Here, \(\varvec{c}_t \in \mathcal {R}^E\) and L represent the cardinality of entity-labels per image-caption pair instance.

Image Features and TSV Layer and Next Word Prediction. Visual features for an image are extracted using multi-word-label image classifier (discussed in the Sect. 4.2). To be consistent with other approaches [4, 15] and for a fair comparison, our visual features (I) also have objects that we aim to describe outside of the caption datasets besides having word-labels observed in paired image-caption data.

Once the output from all components is acquired, the TSV layer is employed to integrate their features i.e. textual (T), semantic (S) and visual (V) yielded by language model, ESA and images respectively. Thus, TSV acts as a transformation layer for molding three different feature spaces into a single common space for prediction of next word in the sequence.

If \(\varvec{h}_{t}^2 \in \mathcal {R}^H\), \(\varvec{c}_t \in \mathcal {R}^E \) and \(\varvec{I}_t \in \mathcal {R}^I\) represent vectors acquired at each time step t from language model, ESA and images respectively. Then the integration at TSV layer of KGA-CGM is provided by Eq. 6.

$$\begin{aligned} \varvec{TSV}_{t} = W_{\varvec{h}_{t}^2}\varvec{h}_{t}^2+W_{\varvec{c}_t}\varvec{c}_t+W_{\varvec{I}_t}\varvec{I}_t \end{aligned}$$
(6)

where \(W_{\varvec{h}_{t}^2} \in \mathcal {R}^{vs \times H}, W_{\varvec{c}_t} \in \mathcal {R}^{vs \times E}\) and \(W_{\varvec{I}_t} \in \mathcal {R}^{vs \times I}\) are linear conversion matrices and \(\varvec{vs}\) is the image-caption pair training dataset vocabulary size.
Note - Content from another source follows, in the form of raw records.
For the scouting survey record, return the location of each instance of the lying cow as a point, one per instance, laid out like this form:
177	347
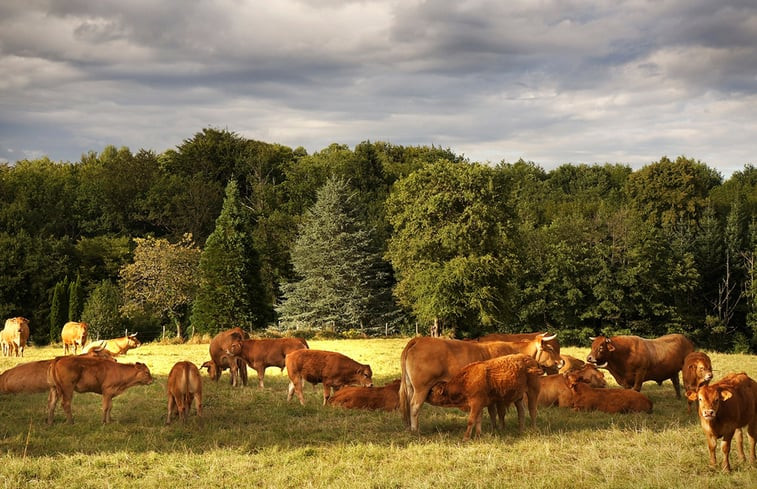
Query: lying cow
426	361
14	336
224	349
499	381
184	386
697	371
633	360
116	346
375	398
74	335
586	398
67	375
724	407
332	369
554	390
271	352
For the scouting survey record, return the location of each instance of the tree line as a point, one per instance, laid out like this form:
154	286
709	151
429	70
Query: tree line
225	231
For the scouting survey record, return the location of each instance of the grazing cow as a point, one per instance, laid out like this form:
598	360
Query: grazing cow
697	371
375	398
67	375
554	389
74	335
184	386
426	361
14	336
633	360
499	381
263	353
587	398
332	369
724	407
116	346
570	364
31	377
225	348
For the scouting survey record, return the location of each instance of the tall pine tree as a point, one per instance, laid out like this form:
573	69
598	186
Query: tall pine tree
344	281
231	292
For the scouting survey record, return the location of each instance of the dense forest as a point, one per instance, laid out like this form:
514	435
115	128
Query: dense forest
226	231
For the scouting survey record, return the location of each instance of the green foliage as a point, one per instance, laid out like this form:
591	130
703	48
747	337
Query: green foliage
230	290
102	311
343	282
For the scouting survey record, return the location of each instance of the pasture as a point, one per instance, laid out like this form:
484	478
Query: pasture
254	438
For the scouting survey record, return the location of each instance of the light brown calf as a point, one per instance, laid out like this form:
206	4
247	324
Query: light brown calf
375	398
184	386
724	407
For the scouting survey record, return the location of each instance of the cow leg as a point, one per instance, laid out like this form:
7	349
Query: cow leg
726	447
419	397
676	385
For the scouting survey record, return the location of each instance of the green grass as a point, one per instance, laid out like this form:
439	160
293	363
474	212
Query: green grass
254	438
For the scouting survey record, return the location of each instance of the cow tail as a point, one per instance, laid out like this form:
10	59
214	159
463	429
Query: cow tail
406	389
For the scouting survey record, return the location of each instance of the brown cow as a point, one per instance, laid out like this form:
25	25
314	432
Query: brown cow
73	335
270	352
224	349
184	385
116	346
724	407
31	377
554	390
67	375
499	381
14	336
375	398
587	398
633	360
697	371
332	369
570	364
425	361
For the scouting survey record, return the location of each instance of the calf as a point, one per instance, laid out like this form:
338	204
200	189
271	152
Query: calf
697	371
375	398
497	382
224	349
554	390
263	353
724	407
184	385
67	375
586	398
332	369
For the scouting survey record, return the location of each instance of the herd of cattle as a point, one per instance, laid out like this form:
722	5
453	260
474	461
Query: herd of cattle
493	372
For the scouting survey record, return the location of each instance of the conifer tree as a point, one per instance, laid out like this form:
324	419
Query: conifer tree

The output from the TSV layer at each time step t is further used for predicting the next word in the sequence using a softmax layer given by \(\varvec{p}_{t+1} = softmax(\varvec{TSV}_t)\).

3.2 KGA-CGM Training

To learn parameters of KGA-CGM, first we freeze the parameters of the language model trained using unpaired textual corpora. Thus, enabling only those parameters to be learned with image-caption pairs emerging from ESA and TSV layer such as \(W_{he},W_{\varvec{h}_{t}^2},W_{\varvec{c}_t}\) and \(W_{\varvec{I}_t}\). KGA-CGM is now trained to optimize the cost function that minimizes the sum of the negative log likelihood of the appropriate word at each time step given by Eq. 7.
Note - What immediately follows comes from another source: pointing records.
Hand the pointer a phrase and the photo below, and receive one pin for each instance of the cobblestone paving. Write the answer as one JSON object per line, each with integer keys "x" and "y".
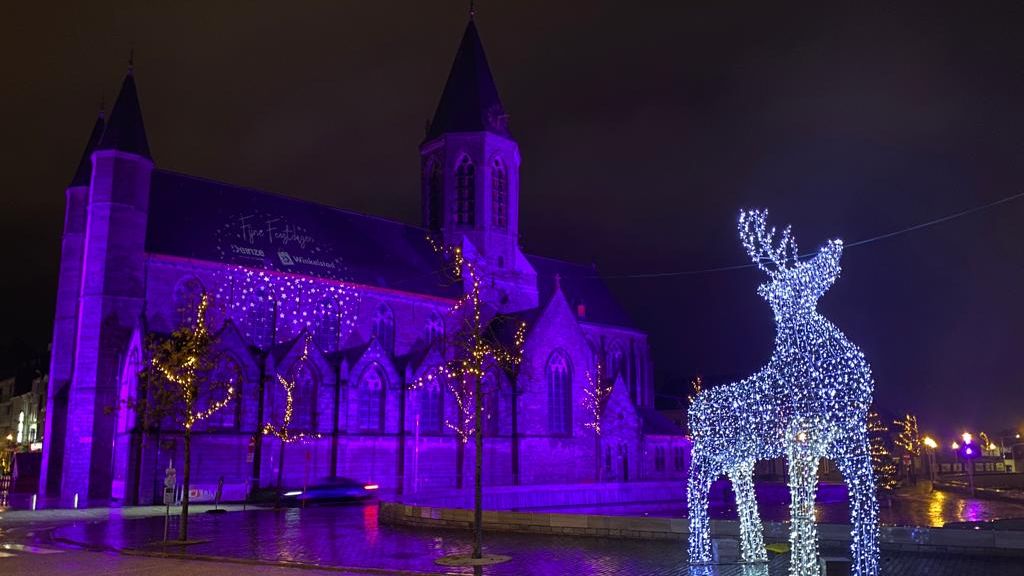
{"x": 349, "y": 536}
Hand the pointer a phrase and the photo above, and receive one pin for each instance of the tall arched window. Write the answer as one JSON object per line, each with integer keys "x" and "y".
{"x": 435, "y": 196}
{"x": 559, "y": 377}
{"x": 499, "y": 195}
{"x": 431, "y": 407}
{"x": 371, "y": 400}
{"x": 187, "y": 294}
{"x": 434, "y": 331}
{"x": 465, "y": 192}
{"x": 384, "y": 327}
{"x": 328, "y": 324}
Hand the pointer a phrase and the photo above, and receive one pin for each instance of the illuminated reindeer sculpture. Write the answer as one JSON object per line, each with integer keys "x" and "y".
{"x": 809, "y": 402}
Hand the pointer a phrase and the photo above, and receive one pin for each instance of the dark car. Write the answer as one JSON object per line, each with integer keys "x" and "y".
{"x": 331, "y": 490}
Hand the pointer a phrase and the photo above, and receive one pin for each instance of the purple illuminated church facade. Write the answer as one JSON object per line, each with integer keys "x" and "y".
{"x": 141, "y": 244}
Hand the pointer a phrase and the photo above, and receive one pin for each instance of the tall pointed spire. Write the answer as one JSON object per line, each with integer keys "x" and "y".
{"x": 84, "y": 172}
{"x": 125, "y": 131}
{"x": 470, "y": 101}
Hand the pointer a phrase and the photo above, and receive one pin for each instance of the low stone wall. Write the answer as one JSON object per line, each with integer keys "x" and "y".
{"x": 551, "y": 495}
{"x": 901, "y": 538}
{"x": 1016, "y": 496}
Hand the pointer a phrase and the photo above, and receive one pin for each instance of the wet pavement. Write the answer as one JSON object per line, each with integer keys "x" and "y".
{"x": 349, "y": 536}
{"x": 915, "y": 506}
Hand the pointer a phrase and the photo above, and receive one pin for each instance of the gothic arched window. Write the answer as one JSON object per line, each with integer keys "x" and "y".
{"x": 328, "y": 324}
{"x": 187, "y": 294}
{"x": 499, "y": 195}
{"x": 431, "y": 407}
{"x": 465, "y": 192}
{"x": 435, "y": 196}
{"x": 559, "y": 377}
{"x": 371, "y": 400}
{"x": 384, "y": 327}
{"x": 434, "y": 331}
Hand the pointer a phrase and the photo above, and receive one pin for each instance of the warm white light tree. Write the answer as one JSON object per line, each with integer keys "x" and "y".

$$\begin{aligned} \min _{\theta } -\frac{1}{N}\sum _{n=1}^N \sum _{t=0}^{L^{(n)}} log (\varvec{p}(y^{(n)}_t)) \end{aligned}$$
(7)

where \(L^{(n)}\) represent the length of sentence (i.e. caption) with beginning of sentence (BOS), end of sentence (EOS) tokens at n-th training sample and N as a number of samples used for training.
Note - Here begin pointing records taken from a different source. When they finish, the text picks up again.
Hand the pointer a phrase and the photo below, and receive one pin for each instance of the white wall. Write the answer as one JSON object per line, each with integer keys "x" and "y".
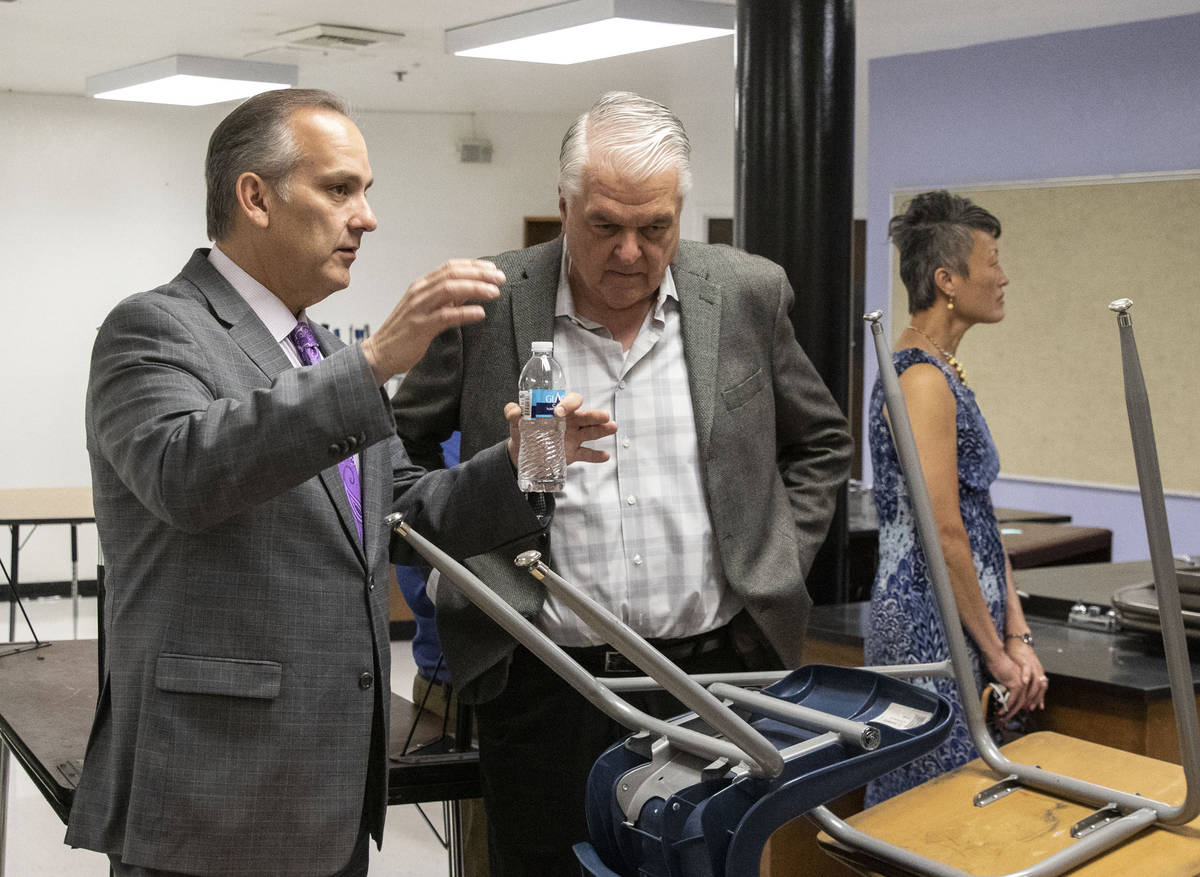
{"x": 102, "y": 199}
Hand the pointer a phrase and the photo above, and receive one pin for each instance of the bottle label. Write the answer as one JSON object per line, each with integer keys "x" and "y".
{"x": 541, "y": 402}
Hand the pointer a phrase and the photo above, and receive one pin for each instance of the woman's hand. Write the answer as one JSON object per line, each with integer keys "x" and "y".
{"x": 1019, "y": 670}
{"x": 582, "y": 425}
{"x": 1032, "y": 673}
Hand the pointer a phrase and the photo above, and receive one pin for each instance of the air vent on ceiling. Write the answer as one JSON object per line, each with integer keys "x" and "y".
{"x": 336, "y": 36}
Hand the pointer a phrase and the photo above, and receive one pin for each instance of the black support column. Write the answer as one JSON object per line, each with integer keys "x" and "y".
{"x": 795, "y": 187}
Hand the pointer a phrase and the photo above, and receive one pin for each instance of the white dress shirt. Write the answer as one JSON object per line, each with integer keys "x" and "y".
{"x": 267, "y": 306}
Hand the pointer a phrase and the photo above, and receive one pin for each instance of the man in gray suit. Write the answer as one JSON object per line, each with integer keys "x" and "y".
{"x": 240, "y": 499}
{"x": 721, "y": 482}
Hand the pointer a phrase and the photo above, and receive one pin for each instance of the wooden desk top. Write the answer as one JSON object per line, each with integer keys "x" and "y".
{"x": 46, "y": 505}
{"x": 1126, "y": 662}
{"x": 939, "y": 820}
{"x": 1035, "y": 544}
{"x": 48, "y": 698}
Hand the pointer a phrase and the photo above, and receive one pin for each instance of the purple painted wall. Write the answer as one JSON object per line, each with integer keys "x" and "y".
{"x": 1096, "y": 102}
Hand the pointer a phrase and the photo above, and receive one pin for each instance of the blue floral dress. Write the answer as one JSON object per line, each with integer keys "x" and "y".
{"x": 905, "y": 626}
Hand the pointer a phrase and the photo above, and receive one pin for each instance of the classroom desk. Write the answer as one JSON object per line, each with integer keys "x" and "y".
{"x": 937, "y": 820}
{"x": 1031, "y": 544}
{"x": 48, "y": 697}
{"x": 43, "y": 505}
{"x": 1054, "y": 545}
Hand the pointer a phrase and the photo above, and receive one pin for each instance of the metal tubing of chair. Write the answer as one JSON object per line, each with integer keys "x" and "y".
{"x": 1079, "y": 852}
{"x": 538, "y": 643}
{"x": 645, "y": 683}
{"x": 858, "y": 734}
{"x": 927, "y": 529}
{"x": 652, "y": 661}
{"x": 1170, "y": 611}
{"x": 907, "y": 671}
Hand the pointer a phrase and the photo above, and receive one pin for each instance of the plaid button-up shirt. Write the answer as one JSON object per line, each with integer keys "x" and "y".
{"x": 634, "y": 533}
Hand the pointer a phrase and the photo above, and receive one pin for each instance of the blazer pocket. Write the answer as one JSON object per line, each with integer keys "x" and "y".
{"x": 233, "y": 677}
{"x": 737, "y": 396}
3.3 KGA-CGM Constrained Inference

Inference in KGA-CGM refer to the generation of descriptions for test images. Here, inference is not straightforward as in the standard image caption generation approaches [16] because unseen visual object categories have no parallel captions throughout training. Hence they will never be generated in a caption. Thus, unseen visual object categories require guidance either before or during inference from similar seen words that appear in the paired image-caption dataset and likely also from image labels. In our case, we achieve the guidance both before and during inference with varied techniques.

figure a

Guidance Before Inference. We first identify the seen words in the paired image-caption dataset similar to the visual object categories unseen in image-caption dataset by estimating the semantic similarity using their Glove embeddings [9] learned using unpaired textual corpora (more details in Sect. 4.1). Furthermore, we utilize this information to perform dynamic transfer between seen words visual features (\(W_{\varvec{I}}\)), language model (\(W_{\varvec{h}_{t}^2}\)) and external semantic attention (\(W_{\varvec{c}_t}\)) weights and unseen visual object categories. To illustrate, if \((v_{unseen},i_{unseen})\) and \((v_{closest},i_{closest})\) denote the indexes of unseen visual object category “zebra” and its semantically similar known word “giraffe” in a vocabulary (\(v_s\)) and visual features (\(i_s\)) respectively. Then to describe images with “zebra” in the similar manner as of “giraffe”, the transfer of weights is performed between them by assigning \(W_{\varvec{c}_t}\)[\(v_{unseen}\),:], \(W_{\varvec{h}_{t}^2}\)[\(v_{unseen}\),:] and \(W_{\varvec{I}_t}\)[\(v_{unseen}\),:] to \(W_{\varvec{c}_t}\)[\(v_{closest}\),:], \(W_{\varvec{h}_{t}^2}\)[\(v_{closest}\),:] and \(W_{\varvec{I}_t}\)[\(v_{closest}\),:] respectively.

figure b

Furthermore, \(W_{\varvec{I}_t}\)[\(i_{unseen}\),\(i_{closest}\)], \(W_{\varvec{I}_t}\)[\(i_{closest}\),\(i_{unseen}\)] is set to zero for removing mutual dependencies of seen and unseen words presence in an image. Hence, aforementioned procedure will update the KGA-CGM trained model before inference to assist the generation of unseen visual object categories during inference as given by Algorithm 1.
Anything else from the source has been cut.